Отправляясь в «Лувр» к Раулю, что стало для нее уже ежедневной потребностью, она не переставала мечтать о том, как бы ей создать для него общественное положение и обеспечить ему независимое будущее. И пока она не решалась действовать, Луи Кламеран пришел ей на помощь.

С того дня как он в первый раз так напугал ее, она стала уже часто с ним встречаться, и ее первое отвращение к нему сменилось тайной симпатией. Она полюбила его за ту привязанность, которую он так выказывал ее сыну.

Видя в брате Гастона второго отца своему сыну, она скоро поняла, что вовсе не может без него обойтись. Каждую минуту ей нужно было его видеть или для того, чтобы посоветоваться с ним, что она придумала сама, или же для того, чтобы выразить ему тысячу благодарностей.

И она была довольна, когда однажды он выразил желание открыто явиться к ним в дом.

Ничего не могло быть легче. Она представила бы мужу маркиза Кламерана как старого друга их семьи.

Госпожа Фовель не должна была откладывать этого решения в долгий ящик.

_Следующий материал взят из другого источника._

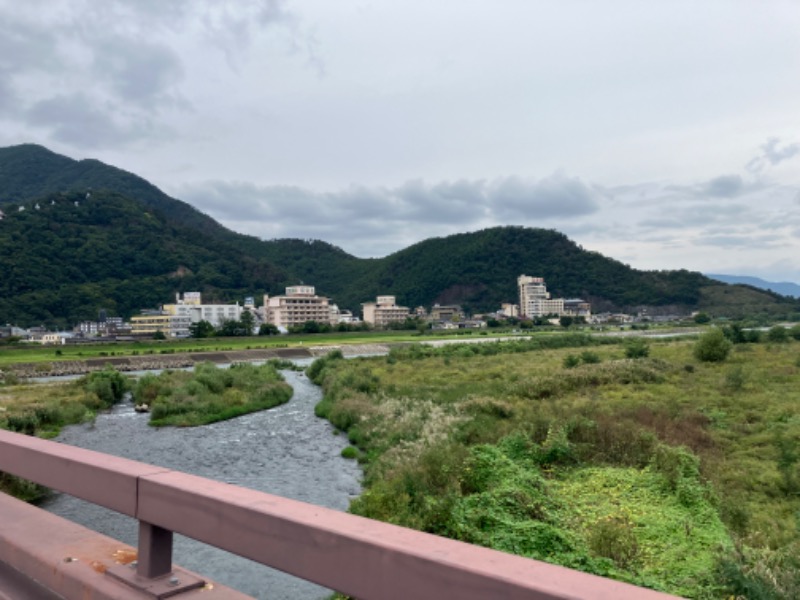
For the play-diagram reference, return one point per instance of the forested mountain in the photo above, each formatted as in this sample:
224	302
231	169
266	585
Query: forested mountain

Не имея возможности продолжать свидания с Раулем ежедневно и не решаясь писать к нему из боязни получить от него ответ, она все сведения о нем стала получать через Луи. Но сведения эти недолго были хороши. Не прошло и месяца с тех пор, как госпожа Фовель отыскала своего сына, как Кламеран уже сообщил ей, что Рауль начинает его серьезно беспокоить. И это было сказано в таком тоне, что у нее похолодело сердце.

— Что с ним? — спросила госпожа Фовель.

— У этого юноши, — отвечал Луи, — страсти и замашки, оказывается, точно такие же, как и у Кламеранов. Он из тех натур, которые, вспылив, не останавливаются ни перед чем, не признают никаких препятствий, и я положительно не знаю, чем его унять.

— Боже мой! Что же он хочет делать?

— Решительно ничего такого, что было бы достойно порицания, но меня беспокоит его будущее. Он надеется на мой кошелек и расточителен так, точно он сын миллионера.

Вот почему, видя, что все его усилия остаются тщетными и не останавливают молодого человека от падения по наклонной плоскости, он и просит госпожу Фовель употребить на него свое влияние. Ради будущего своего дитяти она должна поближе вникнуть в его жизнь, постараться видеть его каждый день.

— Увы! — отвечала бедная женщина. — Это и мое сердечное желание. Но что поделаешь? Разве я могу рисковать своей репутацией? У меня есть другие дети, для которых я должна оберегать свою честь.